Trente-et-un ans après sa mort, Charlotte Delbo n'a donc cessé de vivre à travers tous celles et ceux qui ont été touchés en plein cœur par la force de cette œuvre totalement inclassable, cette voix unique. Des universitaires, des metteurs en scène, des acteurs, des musiciens, des journalistes, des étudiants, des poètes qui ont porté sa mémoire et son talent. Autant de sources auxquelles pendant "sept années de recherche et d'enquête sur la vie de Charlotte Delbo', dans son envie de 'faire découvrir cette femme', Ghislaine Dunant, lauréate du Femina, n'a visiblement pas eu accès. Pas une citation, pas une référence, pas la moindre bibliographie.

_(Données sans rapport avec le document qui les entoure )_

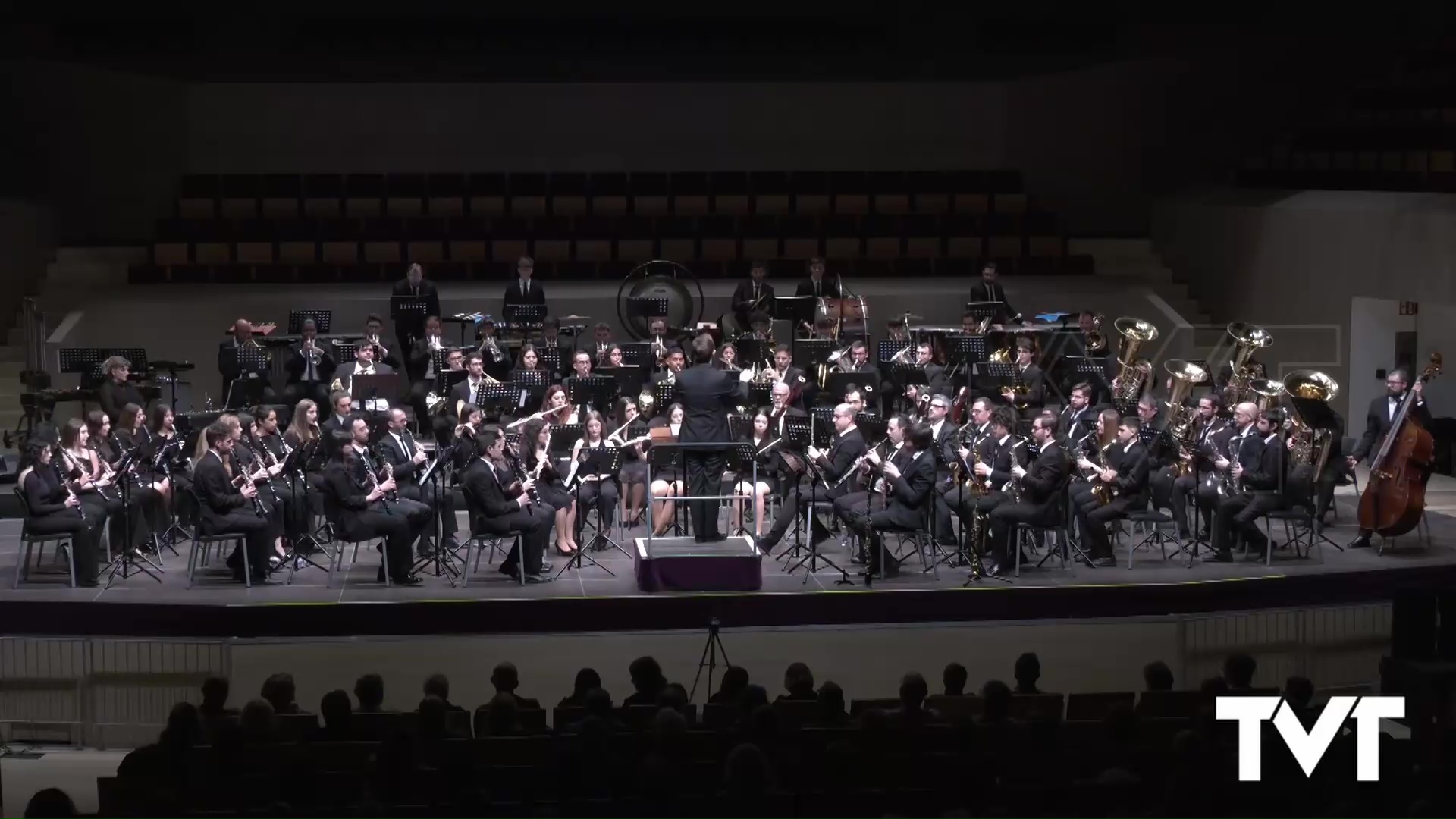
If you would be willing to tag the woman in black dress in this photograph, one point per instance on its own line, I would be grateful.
(667, 482)
(536, 458)
(55, 510)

On peut se féliciter de voir Delbo recevoir les honneurs littéraires qu'elle n’a pas connus de son vivant. On peut, dans le même temps, s'agacer que ce soit par un livre qui se revendique comme touché par la grâce de l'écrivain. Un écrivain dont l'omnipotente connaissance naît sous l'inspiration de l'émotion ou, comme dit Ghislaine Dunant, de la résonance avec son sujet. Aucun travail n'a jamais été diminué de rendre hommage à ceux qui l'ont précédé.
Dans cet essai qui, à son tour et avec son approche particulière, fait vivre la parole de Delbo, Ghislaine Dunant oublie l'une des plus belles leçons de l'œuvre de son modèle. Pour Charlotte Delbo, qui écrivait si rarement au "je", c'est le "nous", le collectif, qui prévalait. C'est avec et grâce à ses camarades de déportation qu'elle a pu revenir d'Auschwitz; c'est en leur nom qu'elle a pu écrire ces mots charnels, puissants et tellement libres.
Dans "Le Convoi du 24 janvier", Charlotte Delbo retrace chacune des biographies de ses 229 compagnes. Par ordre alphabétique, elle se glisse à la lettre D, au milieu de toutes les autres, les vivantes et les mortes, celles dont l'amitié l'a portée comme celles qu'elle ne connaissait pas. Elle l'a dit et redit: sans les autres, nous ne sommes rien. Ce n'est pas ce message-là qu'a couronné, mardi, le jury du Femina."
Violaine Gelly,
co-auteur avec Paul Gradvohl
de "Charlotte Delbo", Fayard, 2013
belle défense de Violaine!chapeau!je tiens à souligner combien l'écriture de Violaine chaleureuse sensible et vivante ,a rendu facile l'approche de Charlotte .Lisez le livre de Violaine et Paul vous ne serez pas déçus!